We reveal a secret that embarrasses Beijing

(To David Rossi)

In recent days, Communist China and its space program have been the negative protagonists of world news, both for the macabre and disgusting irony on the "fire" of the rockets in Beijing compared to that of the pyres of the dead of COVID-19 in India , either because of the fall of the Chang Zheng 5 rocket (name that in Mandarin Chinese refers to Mao's "long march").

The red-orange fumes that Beijing is so proud of reveal another embarrassing secret that the People's Republic doesn't like to hear about in the media. This coloring of the fumes, in fact, is a clear sign of the fact that the rocket is powered by a hypergolic propellant of hydrazine and dinitrogen tetroxide, decidedly "archaic" as well as tremendously dangerous and polluting. To understand each other, ignition occurs spontaneously on rockets when the fuel and the comburent (in this case we must more properly speak of oxidant) come into contact.
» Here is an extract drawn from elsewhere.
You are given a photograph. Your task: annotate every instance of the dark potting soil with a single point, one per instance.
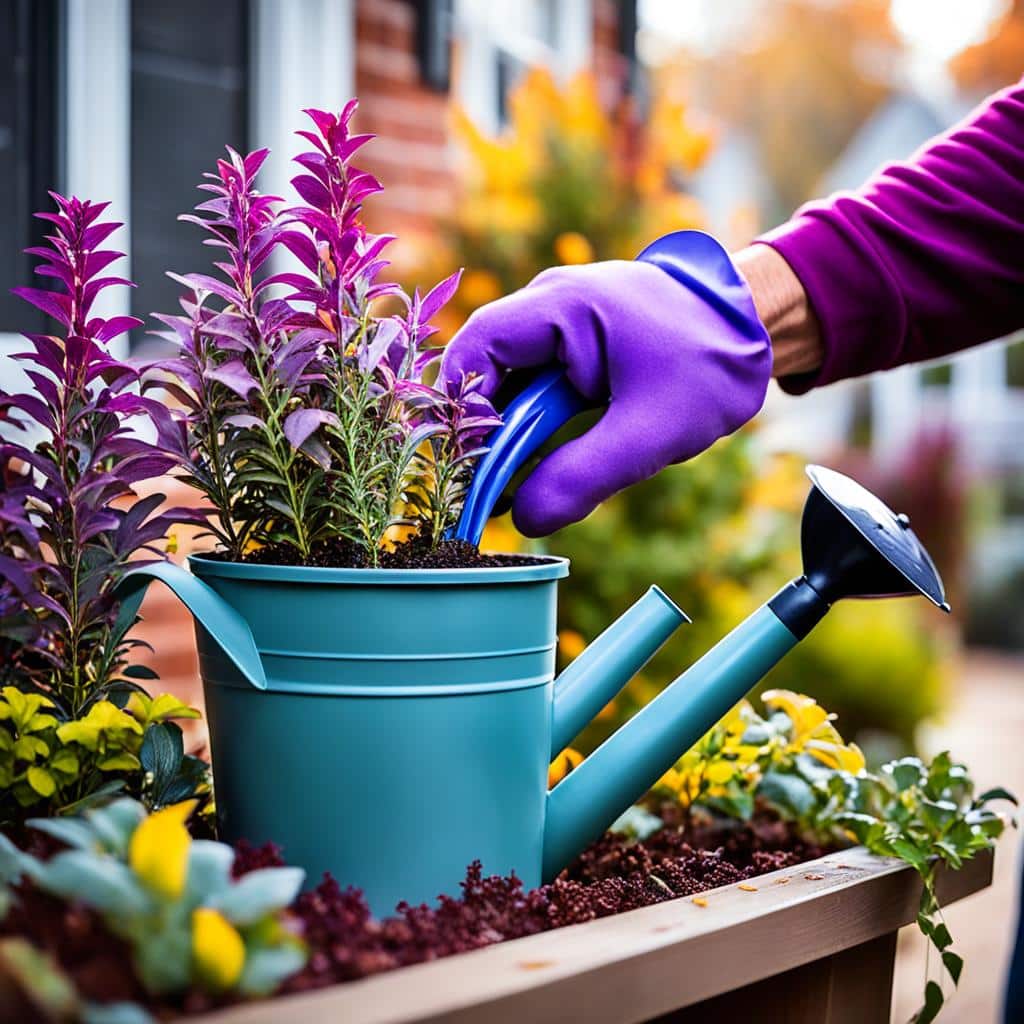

The one based on hydrazine and dinitrogen tetroxide is a propellant used to a limited extent for the first time by the Third Reich between 1944 and 1945 and then also on the family of Titan rockets, originally in use as intercontinental ballistic missiles and then as launch vectors for many spacecraft. Later, it was used on the US Gemini and Apollo spacecraft and also, initially, on the Space Shuttle. It is also the main oxidant for the Russian Proton rocket. Today, most spacecraft have converted to mixed nitrogen oxides. Furthermore, the 'Chinese' propellant is classified as 3/3, the maximum, on the environmental risk scale drawn up by the National Pollution Inventory.

In short, it is a dangerous propellant for the insiders who have to interact with it, as well as an old type and highly polluting one, managed by a space agency, the Chinese one, which does not seem to completely obey international standards and which evidently he has not managed to make the technological leap that the frequency of space missions seems to testify.

Not surprisingly, NASA director Bridenstine commented with unusual harshness the fall of the Chinese rocket: “It flew over built-up areas and re-entered the earth's atmosphere. It could have been a huge danger. We were really lucky, in the sense that it doesn't seem to have hurt anyone ".

As with the coronavirus, Communist China continues to be silent about the fall of its rocket.